Фреге высказал и немало других ценных и удивительных по своей глубине идей относительно значения, понимания языковых выражений, истины и иных семантических аспектов языка, которые, как мы увидим, продолжают оставаться в центре внимания аналитических философов.
Итак, подведем итоги. Размышления Фреге о языке и онтологии явились продолжением его исследований по логике и основаниям математики, нацеленным на сведение арифметики к логике. Он еще не воспринимал построение языка как задающее определенную онтологию, хотя желал он того или нет, но онтологические вопросы оказались у него тесно связанными с исследованием языка. Поскольку свой формальный язык он создавал для описания предметной области арифметики и для осуществления логицистской программы, отношение между языком и внеязыковой реальностью не представляет для него особой проблемы и не заключает в себе ничего загадочного. Можно сказать, что в его системе множество слов (имен собственных) просто отображается (в математическом смысле) на множество предметов, и поэтому отношение между знаками языка и элементами онтологии, которое он называет отношением именования, является прямым, конвенциональным и не требующим никакого обоснования. Фреге исключает из своего рассмотрения тех, кто использует язык, чтобы говорить о мире; они просто имеют в своем распоряжении готовую систему «язык-мир», никоим образом не влияют на природу связи между словом и предметом и не участвуют в механизмах установления этой связи. При таком подходе язык (langue в терминологии Ф. де Соссюра) берется в полном отрыве от речи (parole), что позволяет полностью отвлечься от всех иных его функций, кроме репрезентативной. В этом случае язык воспринимается исключительно как система знаков, используемая для описания внешнего мира.

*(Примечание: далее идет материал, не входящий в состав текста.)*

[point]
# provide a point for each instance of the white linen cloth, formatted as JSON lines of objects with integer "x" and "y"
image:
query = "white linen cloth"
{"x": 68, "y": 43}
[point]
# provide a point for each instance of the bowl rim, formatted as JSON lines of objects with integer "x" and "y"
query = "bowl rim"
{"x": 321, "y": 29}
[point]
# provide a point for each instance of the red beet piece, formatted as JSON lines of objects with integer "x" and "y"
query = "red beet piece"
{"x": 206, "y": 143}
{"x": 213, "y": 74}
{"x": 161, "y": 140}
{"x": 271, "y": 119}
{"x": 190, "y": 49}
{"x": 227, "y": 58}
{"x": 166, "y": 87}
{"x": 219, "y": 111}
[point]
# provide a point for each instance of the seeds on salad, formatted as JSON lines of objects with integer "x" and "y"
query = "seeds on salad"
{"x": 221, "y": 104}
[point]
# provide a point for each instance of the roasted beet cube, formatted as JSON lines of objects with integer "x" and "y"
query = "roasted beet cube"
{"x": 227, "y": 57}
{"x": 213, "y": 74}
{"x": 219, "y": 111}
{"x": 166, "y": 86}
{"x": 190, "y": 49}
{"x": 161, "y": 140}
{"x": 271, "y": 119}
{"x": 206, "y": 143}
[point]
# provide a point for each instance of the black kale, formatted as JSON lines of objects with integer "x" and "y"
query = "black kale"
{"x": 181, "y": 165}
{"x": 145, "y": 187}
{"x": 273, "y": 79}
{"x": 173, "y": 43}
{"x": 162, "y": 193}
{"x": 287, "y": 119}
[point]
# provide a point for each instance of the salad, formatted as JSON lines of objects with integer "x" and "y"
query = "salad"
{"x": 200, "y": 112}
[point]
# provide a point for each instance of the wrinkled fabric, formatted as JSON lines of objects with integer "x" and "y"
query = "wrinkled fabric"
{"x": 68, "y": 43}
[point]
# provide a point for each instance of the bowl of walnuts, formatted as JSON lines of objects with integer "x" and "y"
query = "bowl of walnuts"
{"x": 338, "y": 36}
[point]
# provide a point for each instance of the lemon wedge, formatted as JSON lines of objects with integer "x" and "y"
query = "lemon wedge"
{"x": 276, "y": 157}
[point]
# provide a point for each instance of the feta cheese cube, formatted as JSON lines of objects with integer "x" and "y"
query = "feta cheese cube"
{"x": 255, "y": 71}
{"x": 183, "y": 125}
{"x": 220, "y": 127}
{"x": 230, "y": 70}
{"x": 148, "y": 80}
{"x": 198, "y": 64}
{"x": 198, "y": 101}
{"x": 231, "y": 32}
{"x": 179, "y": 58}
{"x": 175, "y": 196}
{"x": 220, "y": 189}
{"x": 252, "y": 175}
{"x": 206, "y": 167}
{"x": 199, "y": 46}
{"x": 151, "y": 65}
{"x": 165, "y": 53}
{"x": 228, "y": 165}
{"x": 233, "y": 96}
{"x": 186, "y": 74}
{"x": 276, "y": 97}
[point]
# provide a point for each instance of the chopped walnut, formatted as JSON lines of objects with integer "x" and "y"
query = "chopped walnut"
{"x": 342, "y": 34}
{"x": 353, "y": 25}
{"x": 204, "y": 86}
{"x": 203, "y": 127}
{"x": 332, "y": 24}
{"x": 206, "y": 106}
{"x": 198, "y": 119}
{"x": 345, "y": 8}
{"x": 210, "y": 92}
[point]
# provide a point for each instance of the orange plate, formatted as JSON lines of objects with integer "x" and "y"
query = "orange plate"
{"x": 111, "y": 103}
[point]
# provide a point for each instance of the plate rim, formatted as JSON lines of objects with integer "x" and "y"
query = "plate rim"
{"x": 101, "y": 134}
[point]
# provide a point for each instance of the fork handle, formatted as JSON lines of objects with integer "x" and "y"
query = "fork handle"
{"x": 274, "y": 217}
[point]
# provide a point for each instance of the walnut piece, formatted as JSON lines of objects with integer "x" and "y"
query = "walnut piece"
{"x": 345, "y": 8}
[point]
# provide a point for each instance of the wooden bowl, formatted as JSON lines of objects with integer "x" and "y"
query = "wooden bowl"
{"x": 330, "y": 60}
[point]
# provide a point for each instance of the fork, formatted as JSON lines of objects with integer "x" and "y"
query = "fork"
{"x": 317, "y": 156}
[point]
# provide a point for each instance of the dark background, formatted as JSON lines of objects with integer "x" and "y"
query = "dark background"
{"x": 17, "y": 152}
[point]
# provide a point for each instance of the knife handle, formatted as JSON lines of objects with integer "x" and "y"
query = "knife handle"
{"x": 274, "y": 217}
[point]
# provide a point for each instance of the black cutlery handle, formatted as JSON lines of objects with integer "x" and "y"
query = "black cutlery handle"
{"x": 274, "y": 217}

Безусловно, такой подход был в каком-то смысле настоящим прорывом в представлениях о языке. В течение долгого времени в философии преобладала трактовка языковых выражений как «знаков идей», которая в основном опиралась на картезианское представление о том, что сознание и идеи отделены от внешнего мира «эпистемической пропастью», поэтому главная задача состоит в том, чтобы установить, как связаны между собой ментальные сущности и объекты в мире. Эта задача решалась по-разному: ментальные сущности или трактовались как причинно обусловленные физическими вещами (как, например, у Дж. Локка), или рассматривались как «естественные знаки предметов» в силу заложенной в природе разума направленности на объект (как, например, у Ф. Брентано), а уже потом эти ментальные сущности конвенционально связывались с языковыми выражениями. Таким образом, слова напрямую обозначали ментальные сущности и лишь опосредованно соотносились с объектами в мире. Фреге, вслед за Дж. С. Миллем, устранил «ментального посредника» в отношении между словом и объектом, создав «референциальную» или «денотативную» семантику.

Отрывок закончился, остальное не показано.